And you work there?’

  ‘That’s right,’ she said. ‘A woman’s got to make a living, after all – no harm in that, is there?’

  ‘I really wouldn’t like to say,’ Joe said savagely, and pulled his hat over his eyes and went marching down the path of the small council house, leaving the woman staring after him.

  14

  It had been quite dark for a long time when at last she drove into Purbeck Avenue. She was driving slowly, worried by the unfamiliarity of the controls: her own old Volvo had had a floor gearstick, but Harry Gentle’s car had a steering-wheel change, and that took some getting used to, as did the size of the car. It was smaller than hers and oddly, that made her feel less sure about the sort of space she could get into and less sure about the distance needed to overtake another vehicle. And in addition to all that was the state she was in. No longer sleepy, that was for sure, but feeling as though she had been taken by head and heels and pulled out into a thread of tension: her eyes were hot and gritty, and her belly seemed to consist of a hard knot that trembled all the time. She felt faintly sick and on the edge of tears, which was an extraordinary way to feel, because she had never been a woman who wept easily.

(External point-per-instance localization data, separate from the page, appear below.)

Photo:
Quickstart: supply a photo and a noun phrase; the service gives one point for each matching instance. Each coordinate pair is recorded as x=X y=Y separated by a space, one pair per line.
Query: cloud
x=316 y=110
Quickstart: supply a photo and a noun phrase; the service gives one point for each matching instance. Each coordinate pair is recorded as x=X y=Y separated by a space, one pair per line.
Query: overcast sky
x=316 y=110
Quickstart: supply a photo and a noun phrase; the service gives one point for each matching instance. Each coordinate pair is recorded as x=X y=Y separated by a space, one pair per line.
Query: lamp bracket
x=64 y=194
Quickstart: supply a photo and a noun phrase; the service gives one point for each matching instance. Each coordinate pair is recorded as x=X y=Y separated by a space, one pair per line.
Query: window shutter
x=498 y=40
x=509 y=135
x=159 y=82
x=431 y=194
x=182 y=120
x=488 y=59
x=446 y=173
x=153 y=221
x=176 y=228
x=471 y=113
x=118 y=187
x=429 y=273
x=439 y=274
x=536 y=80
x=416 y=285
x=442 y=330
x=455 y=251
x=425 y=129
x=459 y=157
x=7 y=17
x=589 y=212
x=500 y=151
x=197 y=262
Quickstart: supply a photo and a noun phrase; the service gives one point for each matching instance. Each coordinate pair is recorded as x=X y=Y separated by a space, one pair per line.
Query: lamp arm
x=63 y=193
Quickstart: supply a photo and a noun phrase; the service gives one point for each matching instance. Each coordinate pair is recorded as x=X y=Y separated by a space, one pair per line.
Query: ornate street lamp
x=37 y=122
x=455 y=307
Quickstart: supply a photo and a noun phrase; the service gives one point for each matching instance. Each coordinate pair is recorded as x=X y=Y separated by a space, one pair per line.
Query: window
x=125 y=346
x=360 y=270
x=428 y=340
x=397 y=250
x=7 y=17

  The headlights cut a slit in the darkness in front of her, to show the pillar box, the landmark telling her she was just two doors from her own house. All the houses in Purbeck Avenue looked so alike that it was impossible to tell which was which until you were on top of them and could distinguish details like curtains and carriage lamps beside the front doors, but now she knew where she was, and gingerly she steered the car into the turn that would bring it into her own short driveway.

  And stepped on the brakes just in time. The rear of Peter’s car loomed up in the glare of her headlights and she sat there, both hands gripping the wheel until she caught her breath again. And then she switched off the engine and stared dully at the car in front, trying to understand why it was there.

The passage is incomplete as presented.